Salinas and San Bernardino are two cities with populations > 100,000 that have murder ratios equal to or worse than Oakland's. 

Moving on. Let's look at the rape statistics:

In [None]:
x = dfv.ix[:,'Population']
y = dfv.ix[:, 'Rape']
plt.title('California Cities: Population vs. Rape (w/o LA)')
plt.xlabel('Population')
plt.ylabel('Rape')
plt.scatter(x, y)
plt.grid()

# This next bit of code places a best-fit line on the plot
plt.plot(np.unique(x), np.poly1d(np.polyfit(x, y, 1))(np.unique(x)))
plt.show()

At first glance, Oakland stands out, along with San Diego because of its sheer number of rapes, but let's look at the rape ratio.

In [None]:
# Rape ratio
dfv['Rape ratio'] = dfv['Rape'] / dfv['Population']
dfv['Rape ratio'].describe()



In [None]:
high = dfv['Rape ratio'] > 0.0008
dfv[high].sort_values(by='Rape ratio', ascending=False)

Visalia and Vallejo have the highest rape ratios for cities with populations > 100,000.

Now for robbery:

In [None]:
x = dfv.ix[:,'Population']
y = dfv.ix[:, 'Robbery']
plt.title('California Cities: Population vs. Robbery (w/o LA)')
plt.xlabel('Population')
plt.ylabel('Robbery')
plt.scatter(x, y)
plt.grid()

# This next bit of code places a best-fit line on the plot
plt.plot(np.unique(x), np.poly1d(np.polyfit(x, y, 1))(np.unique(x)))
plt.show()

Those two high robbery cities stand out:

In [None]:
high = dfv['Robbery'] > 1000
dfv[high].sort_values(by='Robbery', ascending=False)

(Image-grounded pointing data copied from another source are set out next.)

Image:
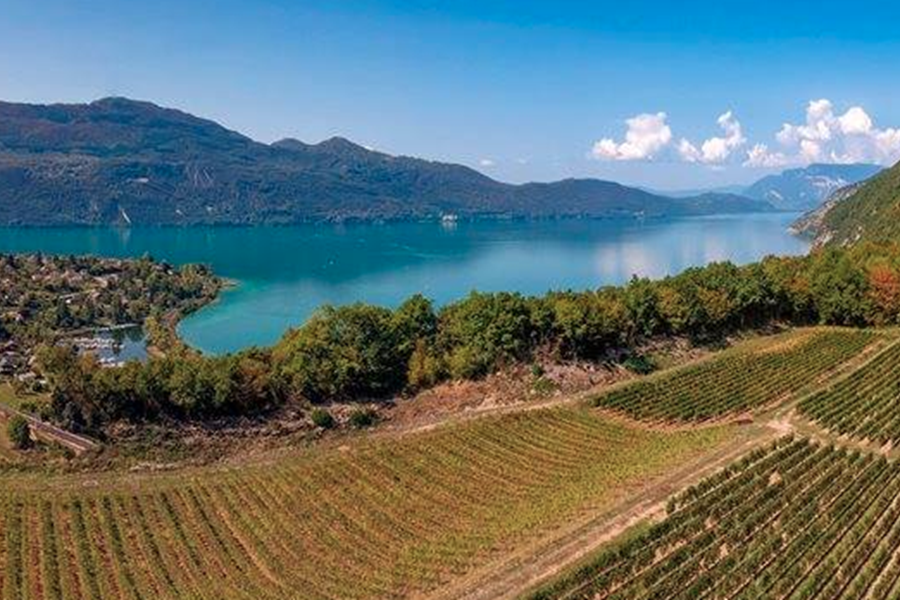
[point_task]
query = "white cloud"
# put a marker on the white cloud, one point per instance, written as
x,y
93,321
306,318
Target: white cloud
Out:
x,y
715,150
647,135
829,137
760,156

San Francisco and Oakland. On the other side of the best-fit line, San Diego and San Jose are doing well.

And assaults:

In [None]:
x = dfv.ix[:,'Population']
y = dfv.ix[:, 'Assault']
plt.title('California Cities: Population vs. Assault (w/o LA)')
plt.xlabel('Population')
plt.ylabel('Assault')
plt.scatter(x, y)
plt.grid()

# This next bit of code places a best-fit line on the plot
plt.plot(np.unique(x), np.poly1d(np.polyfit(x, y, 1))(np.unique(x)))
plt.show()

In [None]:
high = dfv['Assault'] > 1000
dfv[high].sort_values(by='Assault', ascending=False)

Stockton is an odd one. Its violent crime stats are almost in line with San Diego's, a city over four times as large, but its rape figures are in line with other cities of comparable size.